No sabemos qué hacer con la muerte, es un hecho. Todos nos vamos a morir y en el camino se nos va a morir un montón de gente que amamos, y nos vamos a quebrar en pedazos todas y cada una de esas veces, hasta que otros se quiebren por nosotros.

Y no lo tengo claro, pero sospecho que hay algo insano en ese devenir de los cristales rotos. Hay algo que no estamos haciendo con la muerte: la mantenemos lejos, le evitamos la mirada, ni le hablamos ni hablamos de ella, pero vaya si no está en todos lados, todo el tiempo.
La semana pasada perdí a dos grandes amigos, dos accidentes distintos, dos silencios prolongados, indefinidamente. Y en medio del dolor insoportable y compartido, me puse a pensar que aunque jamás vamos a estar preparados para la muerte, sí es posible que tengamos una relación más mmm… sana creo que es la palabra.
Un abuelo quiché me dijo una vez que en realidad la muerte era una abuela, una abuela sabia; que en la cosmovisión maya no era un final sino un inicio, que la abuela muerte nos acompañaba toda la vida y es consejera, y es cómplice. Y qué alivio pensarla así, la verdad.
Enterrar a los muertos es una de las características fundamentales para diferenciar a la humanidad de otros animales. Tenemos nuestros ritos y nuestras creencias y es un hecho que la manera en que entendemos la muerte es identidad pura y dura, pero también, me parece, que estamos haciendo mal la tarea.
A los niños les decimos “se fue de viaje”. Les cambiamos el pececito muerto por uno igual, pero vivo. Conocí a un niño hermoso a quien cuando murió su perrito le dijeron que se había ido al cielo de los perros, a lo que él respondió ingenua y dulcemente “entonces también hay un Jesús perrito”.
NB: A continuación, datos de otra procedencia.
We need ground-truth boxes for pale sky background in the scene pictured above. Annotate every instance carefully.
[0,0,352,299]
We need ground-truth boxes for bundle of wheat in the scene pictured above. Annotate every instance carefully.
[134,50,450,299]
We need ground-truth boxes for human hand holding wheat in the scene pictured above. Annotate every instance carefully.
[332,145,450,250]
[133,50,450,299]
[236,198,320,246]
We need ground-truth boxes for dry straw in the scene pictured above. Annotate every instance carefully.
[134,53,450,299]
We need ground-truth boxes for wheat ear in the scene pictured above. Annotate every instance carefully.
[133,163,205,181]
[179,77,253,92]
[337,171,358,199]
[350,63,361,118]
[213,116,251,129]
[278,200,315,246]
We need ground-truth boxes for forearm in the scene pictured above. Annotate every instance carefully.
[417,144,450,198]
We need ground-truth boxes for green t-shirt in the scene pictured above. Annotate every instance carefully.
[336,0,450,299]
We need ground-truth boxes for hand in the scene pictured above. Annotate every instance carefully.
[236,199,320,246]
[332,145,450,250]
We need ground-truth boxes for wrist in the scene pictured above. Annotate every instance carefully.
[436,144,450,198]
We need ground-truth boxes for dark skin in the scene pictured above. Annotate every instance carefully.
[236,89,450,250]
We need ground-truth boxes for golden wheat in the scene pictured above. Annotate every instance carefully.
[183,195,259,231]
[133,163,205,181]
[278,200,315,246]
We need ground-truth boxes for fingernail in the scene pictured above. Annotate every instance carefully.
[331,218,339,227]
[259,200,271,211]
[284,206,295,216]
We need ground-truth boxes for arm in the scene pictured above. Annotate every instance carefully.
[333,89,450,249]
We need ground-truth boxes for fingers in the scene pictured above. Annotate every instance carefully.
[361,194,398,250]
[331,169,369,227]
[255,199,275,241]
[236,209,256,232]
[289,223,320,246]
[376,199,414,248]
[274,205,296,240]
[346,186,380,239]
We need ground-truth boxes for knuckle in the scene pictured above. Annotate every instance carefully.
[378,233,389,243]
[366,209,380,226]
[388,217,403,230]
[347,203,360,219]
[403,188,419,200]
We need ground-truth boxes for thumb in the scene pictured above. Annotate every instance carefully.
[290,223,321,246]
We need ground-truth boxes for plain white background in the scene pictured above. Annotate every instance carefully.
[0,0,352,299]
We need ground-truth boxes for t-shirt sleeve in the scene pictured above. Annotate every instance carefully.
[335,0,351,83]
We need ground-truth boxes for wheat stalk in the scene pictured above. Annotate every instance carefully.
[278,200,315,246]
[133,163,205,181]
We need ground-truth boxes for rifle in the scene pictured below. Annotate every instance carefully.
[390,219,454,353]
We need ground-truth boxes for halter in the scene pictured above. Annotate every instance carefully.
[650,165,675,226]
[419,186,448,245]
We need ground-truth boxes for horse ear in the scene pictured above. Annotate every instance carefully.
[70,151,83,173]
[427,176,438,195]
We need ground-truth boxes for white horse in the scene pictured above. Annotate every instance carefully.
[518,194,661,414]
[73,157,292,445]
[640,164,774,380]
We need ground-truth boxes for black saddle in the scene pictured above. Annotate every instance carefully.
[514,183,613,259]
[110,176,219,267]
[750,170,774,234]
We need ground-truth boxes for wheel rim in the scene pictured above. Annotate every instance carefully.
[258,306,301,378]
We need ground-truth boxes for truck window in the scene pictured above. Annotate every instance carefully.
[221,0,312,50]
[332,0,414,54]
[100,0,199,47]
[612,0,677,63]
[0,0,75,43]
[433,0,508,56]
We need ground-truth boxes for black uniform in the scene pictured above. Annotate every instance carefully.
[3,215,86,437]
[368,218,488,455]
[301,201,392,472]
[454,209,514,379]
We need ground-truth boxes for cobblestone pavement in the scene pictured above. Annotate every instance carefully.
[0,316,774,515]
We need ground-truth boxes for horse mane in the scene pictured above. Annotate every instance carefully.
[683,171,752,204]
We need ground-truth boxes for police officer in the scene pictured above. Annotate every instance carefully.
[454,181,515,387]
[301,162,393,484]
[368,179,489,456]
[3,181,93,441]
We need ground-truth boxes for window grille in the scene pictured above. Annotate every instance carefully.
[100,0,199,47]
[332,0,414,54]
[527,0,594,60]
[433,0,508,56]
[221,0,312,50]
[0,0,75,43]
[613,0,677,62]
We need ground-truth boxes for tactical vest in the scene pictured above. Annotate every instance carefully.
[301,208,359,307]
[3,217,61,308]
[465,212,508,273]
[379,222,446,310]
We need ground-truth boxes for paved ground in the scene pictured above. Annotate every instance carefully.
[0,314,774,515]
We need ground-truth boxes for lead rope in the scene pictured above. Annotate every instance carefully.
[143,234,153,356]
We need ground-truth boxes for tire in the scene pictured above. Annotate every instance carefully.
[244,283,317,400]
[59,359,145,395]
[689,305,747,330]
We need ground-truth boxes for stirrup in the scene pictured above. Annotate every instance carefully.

Y bueno, no es fácil hablar de la muerte. Cuando alguien habla de su muerte no falta el “¡ayy cállate, que la boca se te haga chicharrón!”. A lo mejor no es tan difícil, no sé, pensemos en la película animada Coco, todo un tratado sobre la muerte y el amor. La película nos deja que la relación profunda con los ancestros podría ser una hermosa resolución.

Estamos parados sobre todos nuestros muertos, millones de muertos, miles de años, sangre, sudor y lágrimas para estar acá. Toda la humanidad ha muerto para que podamos intercambiar estas palabras. Así es la vida: se impone.
De ahí que debiéndole tanto a la muerte, se me ocurre que lo menos que podemos hacer es hablar de ella con gratitud y con amor. Tal como recordaré siempre a Eduardo y a Carlos y a los que pronto también se irán, los míos, los tuyos, los nuestros.